И в самом деле, когда начинают съезжаться кареты и он на своих скрюченных подагрой ногах спускается им навстречу с высоких ступенек, граф и его гости небрежно бросают слугам шляпы, шубы и пальто, а его, по дворянскому обычаю, обнимают, представляют приехавшим с ними господам, как знаменитого шевалье де Сенгаль, восхваляют его литературные труды, и дамы наперерыв стараются сесть рядом с ним за столом. Еще не убраны блюда со стола, еще дымятся трубки, когда -- ведь он предвидел это -- принц справляется, как подвигается его исключительно интересное жизнеописание, и в один голос мужчины и дамы просят прочесть главу из этих мемуаров, которым, несомненно, суждено стать знаменитыми. Как отказать в исполнении желания любезнейшему из всех графов, его милостивому благодетелю.
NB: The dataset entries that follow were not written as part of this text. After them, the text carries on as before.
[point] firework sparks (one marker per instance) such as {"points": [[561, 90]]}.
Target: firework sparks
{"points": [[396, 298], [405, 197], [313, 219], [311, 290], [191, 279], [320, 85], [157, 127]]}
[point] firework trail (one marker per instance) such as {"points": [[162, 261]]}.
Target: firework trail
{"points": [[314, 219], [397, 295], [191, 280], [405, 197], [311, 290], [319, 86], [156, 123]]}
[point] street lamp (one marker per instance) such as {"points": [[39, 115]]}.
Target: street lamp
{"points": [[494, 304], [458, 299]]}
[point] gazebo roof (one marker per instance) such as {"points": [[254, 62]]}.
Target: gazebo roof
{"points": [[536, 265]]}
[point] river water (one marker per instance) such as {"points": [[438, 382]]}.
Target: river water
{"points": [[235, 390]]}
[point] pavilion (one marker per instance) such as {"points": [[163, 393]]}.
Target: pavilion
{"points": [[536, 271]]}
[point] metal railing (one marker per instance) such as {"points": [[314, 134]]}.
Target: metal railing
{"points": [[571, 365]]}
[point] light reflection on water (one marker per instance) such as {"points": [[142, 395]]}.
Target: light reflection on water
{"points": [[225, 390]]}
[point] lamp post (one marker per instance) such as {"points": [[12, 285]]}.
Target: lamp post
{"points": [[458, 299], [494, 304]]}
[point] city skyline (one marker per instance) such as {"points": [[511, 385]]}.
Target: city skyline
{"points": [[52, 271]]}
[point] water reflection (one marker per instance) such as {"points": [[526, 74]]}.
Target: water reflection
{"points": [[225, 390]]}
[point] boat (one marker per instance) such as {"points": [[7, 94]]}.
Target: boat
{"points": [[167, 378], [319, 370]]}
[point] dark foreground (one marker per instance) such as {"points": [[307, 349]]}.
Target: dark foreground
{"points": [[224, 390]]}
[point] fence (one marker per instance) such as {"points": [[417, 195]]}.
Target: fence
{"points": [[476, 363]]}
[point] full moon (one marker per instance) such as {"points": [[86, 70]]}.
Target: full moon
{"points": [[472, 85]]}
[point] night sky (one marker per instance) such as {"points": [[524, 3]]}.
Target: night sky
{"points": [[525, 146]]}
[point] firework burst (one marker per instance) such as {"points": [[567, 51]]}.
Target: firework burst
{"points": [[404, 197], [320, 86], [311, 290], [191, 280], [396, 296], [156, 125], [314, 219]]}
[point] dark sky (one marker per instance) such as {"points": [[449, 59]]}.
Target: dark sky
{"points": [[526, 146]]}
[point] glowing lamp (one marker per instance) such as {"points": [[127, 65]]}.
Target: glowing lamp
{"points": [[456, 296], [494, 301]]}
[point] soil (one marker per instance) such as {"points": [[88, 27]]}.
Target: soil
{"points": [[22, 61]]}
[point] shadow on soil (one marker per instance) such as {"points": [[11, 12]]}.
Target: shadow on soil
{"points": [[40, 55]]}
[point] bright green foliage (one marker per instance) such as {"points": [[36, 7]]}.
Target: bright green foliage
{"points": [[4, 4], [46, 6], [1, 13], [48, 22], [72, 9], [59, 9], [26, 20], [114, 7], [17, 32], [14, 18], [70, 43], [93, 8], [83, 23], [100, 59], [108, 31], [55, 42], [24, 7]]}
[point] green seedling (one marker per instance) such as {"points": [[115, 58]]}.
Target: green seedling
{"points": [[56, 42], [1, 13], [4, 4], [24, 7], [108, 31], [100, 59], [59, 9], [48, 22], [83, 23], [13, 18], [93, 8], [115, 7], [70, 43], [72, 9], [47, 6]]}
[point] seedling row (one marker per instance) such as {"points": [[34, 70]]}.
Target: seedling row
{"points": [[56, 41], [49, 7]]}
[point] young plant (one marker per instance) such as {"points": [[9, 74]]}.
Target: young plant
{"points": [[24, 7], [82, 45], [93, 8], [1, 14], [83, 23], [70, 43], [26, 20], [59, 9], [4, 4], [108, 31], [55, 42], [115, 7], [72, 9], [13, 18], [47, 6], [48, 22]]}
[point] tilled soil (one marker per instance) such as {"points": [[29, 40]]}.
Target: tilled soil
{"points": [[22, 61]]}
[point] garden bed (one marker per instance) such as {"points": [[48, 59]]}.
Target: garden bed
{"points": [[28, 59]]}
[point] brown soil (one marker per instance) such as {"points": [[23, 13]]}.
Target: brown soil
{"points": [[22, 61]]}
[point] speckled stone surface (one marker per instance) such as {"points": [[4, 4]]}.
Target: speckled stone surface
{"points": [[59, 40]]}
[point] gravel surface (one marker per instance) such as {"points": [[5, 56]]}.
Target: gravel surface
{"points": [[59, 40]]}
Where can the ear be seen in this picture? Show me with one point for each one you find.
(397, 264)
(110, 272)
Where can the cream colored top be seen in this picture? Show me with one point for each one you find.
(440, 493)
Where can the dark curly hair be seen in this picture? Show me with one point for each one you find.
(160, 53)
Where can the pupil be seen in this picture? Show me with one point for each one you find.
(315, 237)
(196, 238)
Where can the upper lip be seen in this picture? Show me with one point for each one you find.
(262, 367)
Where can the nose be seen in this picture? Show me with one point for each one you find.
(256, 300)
Господин библиотекарь проворно ковыляет наверх в свою комнату и выбирает из пятнадцати фолиантов один, в который заранее вложена шелковая закладка: главное и лучшее его художественное произведение, одно из немногих, не боящихся присутствия дам: описание бегства из венецианской тюрьмы. Как часто и кому только не читал он про это несравненное приключение: курфюрстам баварскому и кельнскому, собранию английских дворян и варшавскому двору; но они должны убедиться, что он рассказывает иначе, чем скучный пруссак, господин фон Тренк, наделавший столько шума своим описанием тюрем. Ибо он недавно вставил несколько выражений, несколько великолепных, поразительно сложных эпизодов и закончил превосходной цитатой из божественного Данте. Громкие аплодисменты награждают чтеца; граф обнимает его и левой рукой тайком опускает ему в карман сверток дукатов; черт возьми, он знает, куда их девать, -- если о нем и забыл весь свет, то кредиторы продолжают осаждать его даже здесь, в этом отдаленном углу. Смотрите-ка, по его щекам, в самом деле, скатывается несколько крупных слезинок, когда сама принцесса поздравляет его и все подымают бокал за скорейшее окончание блестящего произведения.
Но, увы, на следующий день лошади нетерпеливо бренчат упряжью, коляски ждут у ворот, так как знатные господа отправляются в Прагу, и хоть господин библиотекарь трижды тонко намекал, что у него именно там всякие неотложные дела, тем не менее никто не берет его с собой. Он должен остаться в этом громадном, холодном, пронизанном сквозняками каменном ящике Дукса, во власти наглой богемской челяди, которая, едва улеглась пыль за колесами графской кареты, тотчас же возобновляет, растягивая рот до ушей, свои идиотские насмешки. Кругом одни варвары, -- нет человека, с которым можно было бы поговорить по-французски или по-итальянски об Ариосто 20 или Жан Жаке, а невозможно ведь все время писать одному только погрязшему в делах господину Опицу 21 в Часлоу да нескольким любезным дамам, удостаивающим еще поддерживать с ним переписку. Как серый дым, тускло и сонливо обволакивает скука нежилые комнаты, и забытая вчера подагра с удвоенной злобой терзает ноги. Угрюмо снимает Казанова придворный костюм и согревает зябнущие кости плотным шерстяным турецким халатом; угрюмо плетется он к последнему убежищу воспоминаний -- к письменному столу: очинённые перья ждут рядом с горкой чистых листов in folio [Формат издания книги или журнала в 1/2 бумажного листа. (Прим. ред.)], в ожидании шуршит бумага. И вот он садится, вздыхая, и пишет дрожащей рукой все дальше и дальше -- благословим же подгонявшую его скуку! -- историю своей жизни.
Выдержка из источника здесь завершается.